The exercise, ordered by a federal judge and carried out at Ft. Hood, was designed to examine unproven allegations that FBI agents fired into the Branch Davidians’ compound before it burned to the ground on April 19, 1993. In all, about 80 men, women and children died that day, including the leader of the religious sect, David Koresh.
Initially, the infrared video taken of the simulation was supposed to be made public. But Sunday morning, U.S. District Judge Walter Smith, who is presiding over a wrongful death lawsuit brought against the government by survivors and descendants of the Branch Davidians, unexpectedly sealed the videos, precluding any public viewing.
FBI officials said agency experts who conducted a preliminary review Sunday evening had said that the videos vindicated their long-held position that they had never fired on April 19. The lack of public access creates the possibility that both sides in the case would release conflicting opinions without any public review of the videos. “That was the court’s decision,” said U.S. Atty. Mike Bradford, one of the main lawyers for the government in the civil case. “I don’t think either side really solicited it.” For years, controversy has surrounded aerial infrared videos taken by the FBI on the day of the fire. The video shows unexplained “flashes.”
Michael Caddell, the lead lawyer for the plaintiffs, and other government critics contend that the flashes are from FBI agents firing into the compound. The simulation Sunday was designed to capture gunfire on a similar infrared video and then determine if similar flashes result.
The exercise lasted about three hours. In addition to Smith and special U.S. counsel John Danforth, a former senator, the observers included representatives from the Department of Justice, the FBI, Texas Rangers and private lawyers representing the plaintiffs. They watched a series of drills performed by six postal inspectors and two Army soldiers dressed in uniforms similar to those worn by FBI agents on the day of the fire.
First, the eight participants fired different weapons from prone and kneeling positions. Then, they slowly advanced to a prescribed firing line, where they fired a series of single shots followed by shorts bursts and long bursts of automatic gunfire. They repeated the exercise four times as the FBI Nightstalker airplane and a British navy helicopter took turns filming from different altitudes.

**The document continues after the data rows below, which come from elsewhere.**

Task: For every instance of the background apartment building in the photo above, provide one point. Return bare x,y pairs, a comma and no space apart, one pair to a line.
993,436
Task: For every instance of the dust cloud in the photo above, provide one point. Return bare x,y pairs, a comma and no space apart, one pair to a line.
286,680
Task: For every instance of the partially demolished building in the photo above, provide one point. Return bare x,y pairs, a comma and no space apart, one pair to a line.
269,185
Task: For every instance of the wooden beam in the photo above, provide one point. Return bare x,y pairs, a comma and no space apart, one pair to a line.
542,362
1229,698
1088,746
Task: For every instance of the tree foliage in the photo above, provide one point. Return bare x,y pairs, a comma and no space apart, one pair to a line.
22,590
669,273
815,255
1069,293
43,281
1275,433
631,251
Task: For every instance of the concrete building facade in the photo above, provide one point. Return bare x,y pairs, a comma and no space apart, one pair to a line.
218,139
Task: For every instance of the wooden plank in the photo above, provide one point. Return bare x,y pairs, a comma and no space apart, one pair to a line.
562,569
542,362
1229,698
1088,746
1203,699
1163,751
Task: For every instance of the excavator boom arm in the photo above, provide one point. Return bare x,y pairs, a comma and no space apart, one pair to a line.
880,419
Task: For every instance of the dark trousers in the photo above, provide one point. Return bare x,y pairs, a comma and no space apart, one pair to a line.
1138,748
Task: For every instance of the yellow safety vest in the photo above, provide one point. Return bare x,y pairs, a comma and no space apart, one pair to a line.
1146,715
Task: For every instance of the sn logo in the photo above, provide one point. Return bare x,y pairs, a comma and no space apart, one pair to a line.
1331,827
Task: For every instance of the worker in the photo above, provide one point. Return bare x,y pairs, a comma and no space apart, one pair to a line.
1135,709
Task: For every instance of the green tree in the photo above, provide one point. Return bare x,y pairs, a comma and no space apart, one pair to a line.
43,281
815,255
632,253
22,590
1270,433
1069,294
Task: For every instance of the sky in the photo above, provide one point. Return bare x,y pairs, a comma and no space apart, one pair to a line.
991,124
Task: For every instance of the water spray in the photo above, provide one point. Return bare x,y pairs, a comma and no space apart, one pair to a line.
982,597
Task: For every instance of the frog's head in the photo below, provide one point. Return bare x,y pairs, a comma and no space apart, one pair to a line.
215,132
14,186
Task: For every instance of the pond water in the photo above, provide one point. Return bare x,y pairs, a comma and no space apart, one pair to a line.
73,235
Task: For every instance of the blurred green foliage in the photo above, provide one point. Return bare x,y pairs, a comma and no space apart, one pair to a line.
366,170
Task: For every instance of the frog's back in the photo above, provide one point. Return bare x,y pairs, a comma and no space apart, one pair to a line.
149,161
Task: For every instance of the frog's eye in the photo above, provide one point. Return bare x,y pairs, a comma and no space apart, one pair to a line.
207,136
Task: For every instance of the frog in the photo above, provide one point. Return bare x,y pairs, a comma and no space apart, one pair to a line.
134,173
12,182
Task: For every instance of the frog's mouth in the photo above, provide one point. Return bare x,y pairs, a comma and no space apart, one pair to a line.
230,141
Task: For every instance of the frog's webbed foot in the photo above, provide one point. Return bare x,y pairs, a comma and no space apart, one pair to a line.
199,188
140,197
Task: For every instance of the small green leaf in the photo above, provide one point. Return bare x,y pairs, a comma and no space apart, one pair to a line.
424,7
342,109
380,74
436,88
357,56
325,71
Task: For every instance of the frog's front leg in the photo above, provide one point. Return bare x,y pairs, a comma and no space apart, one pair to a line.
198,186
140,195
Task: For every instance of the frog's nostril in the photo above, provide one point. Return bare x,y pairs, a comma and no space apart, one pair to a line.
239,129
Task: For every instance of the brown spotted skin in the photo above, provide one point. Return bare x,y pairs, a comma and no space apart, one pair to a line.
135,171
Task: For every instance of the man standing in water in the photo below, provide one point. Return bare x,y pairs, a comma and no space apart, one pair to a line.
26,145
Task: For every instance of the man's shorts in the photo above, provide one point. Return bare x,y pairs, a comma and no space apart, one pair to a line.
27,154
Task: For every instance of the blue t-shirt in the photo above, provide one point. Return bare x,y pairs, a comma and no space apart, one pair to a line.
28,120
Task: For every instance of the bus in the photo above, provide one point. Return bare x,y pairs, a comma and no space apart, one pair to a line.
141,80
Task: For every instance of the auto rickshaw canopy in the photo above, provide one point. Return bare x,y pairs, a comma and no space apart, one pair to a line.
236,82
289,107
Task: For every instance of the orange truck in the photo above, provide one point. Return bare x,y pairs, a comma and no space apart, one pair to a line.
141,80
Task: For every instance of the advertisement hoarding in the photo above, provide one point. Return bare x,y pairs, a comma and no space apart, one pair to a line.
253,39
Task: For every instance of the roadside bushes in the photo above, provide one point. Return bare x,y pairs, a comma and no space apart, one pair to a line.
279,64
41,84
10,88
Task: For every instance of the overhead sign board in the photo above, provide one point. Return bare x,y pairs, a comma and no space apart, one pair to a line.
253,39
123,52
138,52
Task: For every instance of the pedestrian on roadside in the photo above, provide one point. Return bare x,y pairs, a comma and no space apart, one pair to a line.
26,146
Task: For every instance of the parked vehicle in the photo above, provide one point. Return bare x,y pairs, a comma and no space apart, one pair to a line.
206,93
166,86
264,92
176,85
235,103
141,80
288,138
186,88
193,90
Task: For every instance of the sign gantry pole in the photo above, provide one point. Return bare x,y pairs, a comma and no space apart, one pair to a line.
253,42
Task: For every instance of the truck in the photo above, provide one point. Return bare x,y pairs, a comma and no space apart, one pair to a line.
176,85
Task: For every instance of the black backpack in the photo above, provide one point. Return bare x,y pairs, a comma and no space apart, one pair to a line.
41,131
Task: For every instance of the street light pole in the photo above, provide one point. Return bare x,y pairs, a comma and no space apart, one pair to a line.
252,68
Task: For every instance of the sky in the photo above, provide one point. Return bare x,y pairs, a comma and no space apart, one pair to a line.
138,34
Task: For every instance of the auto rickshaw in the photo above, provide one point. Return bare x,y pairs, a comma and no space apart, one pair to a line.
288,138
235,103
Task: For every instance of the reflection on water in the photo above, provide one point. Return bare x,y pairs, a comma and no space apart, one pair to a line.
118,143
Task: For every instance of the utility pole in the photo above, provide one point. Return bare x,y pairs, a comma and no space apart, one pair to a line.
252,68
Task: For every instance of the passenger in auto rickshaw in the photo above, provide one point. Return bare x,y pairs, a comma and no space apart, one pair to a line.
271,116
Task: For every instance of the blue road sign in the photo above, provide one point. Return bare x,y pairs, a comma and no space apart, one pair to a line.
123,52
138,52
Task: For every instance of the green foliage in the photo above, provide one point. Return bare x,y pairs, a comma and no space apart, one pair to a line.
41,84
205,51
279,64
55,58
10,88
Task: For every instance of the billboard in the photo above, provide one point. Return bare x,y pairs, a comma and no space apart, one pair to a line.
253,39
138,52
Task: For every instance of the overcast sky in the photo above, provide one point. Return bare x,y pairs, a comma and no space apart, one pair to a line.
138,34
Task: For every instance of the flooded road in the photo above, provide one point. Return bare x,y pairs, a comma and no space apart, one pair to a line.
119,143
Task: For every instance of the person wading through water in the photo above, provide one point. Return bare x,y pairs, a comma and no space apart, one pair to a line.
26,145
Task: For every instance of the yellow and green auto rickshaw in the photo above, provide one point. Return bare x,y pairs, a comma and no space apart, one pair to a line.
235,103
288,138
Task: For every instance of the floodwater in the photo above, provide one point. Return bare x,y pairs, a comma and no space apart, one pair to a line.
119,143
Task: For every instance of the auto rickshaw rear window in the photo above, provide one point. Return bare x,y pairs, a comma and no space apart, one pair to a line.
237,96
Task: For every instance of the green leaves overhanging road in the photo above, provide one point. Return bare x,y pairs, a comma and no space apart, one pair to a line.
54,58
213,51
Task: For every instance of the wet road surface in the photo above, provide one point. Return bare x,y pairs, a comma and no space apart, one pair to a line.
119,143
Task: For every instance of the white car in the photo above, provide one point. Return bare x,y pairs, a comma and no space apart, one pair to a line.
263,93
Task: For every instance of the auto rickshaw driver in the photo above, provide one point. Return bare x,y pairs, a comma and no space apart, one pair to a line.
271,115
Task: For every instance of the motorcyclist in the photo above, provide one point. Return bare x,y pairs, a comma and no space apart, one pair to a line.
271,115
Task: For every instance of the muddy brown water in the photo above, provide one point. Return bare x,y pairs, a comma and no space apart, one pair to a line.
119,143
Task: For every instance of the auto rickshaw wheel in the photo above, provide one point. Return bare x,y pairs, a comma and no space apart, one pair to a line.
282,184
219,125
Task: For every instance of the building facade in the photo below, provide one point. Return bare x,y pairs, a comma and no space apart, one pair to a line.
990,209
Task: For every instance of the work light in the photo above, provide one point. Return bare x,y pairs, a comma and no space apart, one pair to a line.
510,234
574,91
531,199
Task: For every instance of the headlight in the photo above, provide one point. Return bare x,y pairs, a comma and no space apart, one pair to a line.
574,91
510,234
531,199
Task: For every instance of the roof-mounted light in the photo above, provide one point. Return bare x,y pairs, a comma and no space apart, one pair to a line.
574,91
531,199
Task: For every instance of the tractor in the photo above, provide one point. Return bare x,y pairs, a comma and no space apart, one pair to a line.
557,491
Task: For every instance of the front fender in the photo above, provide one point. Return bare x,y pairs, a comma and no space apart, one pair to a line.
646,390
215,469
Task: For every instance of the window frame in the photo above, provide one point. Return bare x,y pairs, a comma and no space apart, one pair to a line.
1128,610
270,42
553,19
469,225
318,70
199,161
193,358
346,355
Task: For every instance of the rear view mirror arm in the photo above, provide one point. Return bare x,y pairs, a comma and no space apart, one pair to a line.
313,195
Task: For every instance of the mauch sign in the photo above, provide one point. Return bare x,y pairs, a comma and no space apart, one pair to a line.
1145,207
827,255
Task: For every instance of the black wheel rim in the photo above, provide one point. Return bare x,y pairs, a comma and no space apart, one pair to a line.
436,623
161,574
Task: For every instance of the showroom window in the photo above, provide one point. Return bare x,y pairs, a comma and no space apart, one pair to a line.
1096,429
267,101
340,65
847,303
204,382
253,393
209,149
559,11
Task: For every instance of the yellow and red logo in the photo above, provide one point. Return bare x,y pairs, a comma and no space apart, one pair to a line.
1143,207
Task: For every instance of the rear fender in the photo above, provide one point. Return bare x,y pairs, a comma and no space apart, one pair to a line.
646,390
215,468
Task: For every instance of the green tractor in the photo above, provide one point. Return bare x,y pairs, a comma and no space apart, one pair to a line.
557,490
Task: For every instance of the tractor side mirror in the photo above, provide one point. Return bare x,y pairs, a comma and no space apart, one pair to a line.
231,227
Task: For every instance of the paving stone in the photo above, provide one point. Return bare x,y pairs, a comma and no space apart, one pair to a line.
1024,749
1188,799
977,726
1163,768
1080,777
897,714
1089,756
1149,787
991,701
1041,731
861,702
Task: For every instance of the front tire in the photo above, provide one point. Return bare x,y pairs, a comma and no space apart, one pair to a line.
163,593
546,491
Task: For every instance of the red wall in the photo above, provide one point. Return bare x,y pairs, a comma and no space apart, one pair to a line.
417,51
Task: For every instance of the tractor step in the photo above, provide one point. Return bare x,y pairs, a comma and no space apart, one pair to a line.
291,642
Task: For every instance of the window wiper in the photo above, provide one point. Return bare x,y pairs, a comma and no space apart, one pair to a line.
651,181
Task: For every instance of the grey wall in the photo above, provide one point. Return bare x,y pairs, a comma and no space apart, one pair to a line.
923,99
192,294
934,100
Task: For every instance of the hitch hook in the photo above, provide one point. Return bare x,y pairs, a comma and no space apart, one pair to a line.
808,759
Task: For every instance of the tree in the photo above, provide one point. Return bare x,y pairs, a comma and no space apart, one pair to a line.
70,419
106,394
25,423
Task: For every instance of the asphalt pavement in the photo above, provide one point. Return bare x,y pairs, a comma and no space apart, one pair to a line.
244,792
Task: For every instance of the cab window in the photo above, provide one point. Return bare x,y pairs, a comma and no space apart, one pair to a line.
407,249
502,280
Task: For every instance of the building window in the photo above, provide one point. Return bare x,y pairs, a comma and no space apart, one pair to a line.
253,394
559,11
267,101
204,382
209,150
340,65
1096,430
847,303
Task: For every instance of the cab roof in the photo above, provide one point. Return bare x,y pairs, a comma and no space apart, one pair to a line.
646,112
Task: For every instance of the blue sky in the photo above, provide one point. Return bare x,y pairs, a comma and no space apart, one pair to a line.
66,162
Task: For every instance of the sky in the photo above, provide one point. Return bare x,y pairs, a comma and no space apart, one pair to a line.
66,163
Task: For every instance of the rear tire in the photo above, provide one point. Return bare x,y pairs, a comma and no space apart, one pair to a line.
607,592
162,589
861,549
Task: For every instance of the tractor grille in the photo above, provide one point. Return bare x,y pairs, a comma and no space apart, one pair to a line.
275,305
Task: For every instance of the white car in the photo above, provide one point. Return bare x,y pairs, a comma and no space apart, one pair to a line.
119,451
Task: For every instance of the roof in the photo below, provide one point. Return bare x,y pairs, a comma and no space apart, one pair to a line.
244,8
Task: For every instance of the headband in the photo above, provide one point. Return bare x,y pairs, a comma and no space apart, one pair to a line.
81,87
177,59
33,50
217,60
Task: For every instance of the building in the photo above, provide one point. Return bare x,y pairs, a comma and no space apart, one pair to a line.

In addition, an armored vehicle was driven alongside a field littered with debris such as twisted aluminum, broken glass and pools of water. Each aspect of the exercise–the gunfire and the armored vehicle–was intended to test the conflicting theories about the flashes.
Caddell said he thought the staged gunfire would create identical flashes on the FLIR tape put forth by the plaintiffs and by the government. Caddell has contended that the flashes represent gunfire, while the government had said the flashes, or “glints,” were merely reflections from debris scattered around the compound.
Caddell said secrecy and security were at a premium. The observers were driven by bus for nearly an hour to a location within Ft. Hood. For security, he said, several military vehicles were positioned nearby. Smith denied a motion by several news media organizations to witness the test. “We’re all pleased,” Caddell said of the test. “When you think about coordinating weather, equipment and personnel, we’re all pleased that we got it done.”
In December, Smith granted a plaintiff’s motion to hold the demonstration and ordered that Danforth’s staff supervise the exercise. Initially, government lawyers fought the motion, contending that similar FLIR technology no longer existed. But when Danforth’s staff located such a camera in Britain, and when it became clear that both the judge and Danforth favored the exercise, the government reversed itself and consented.
Before the test, Caddell signaled his likely approach to the civil trial when he said he did not believe the deaths of the Branch Davidians resulted from an overarching government conspiracy but rather from the improper actions of supervisory agents at the scene.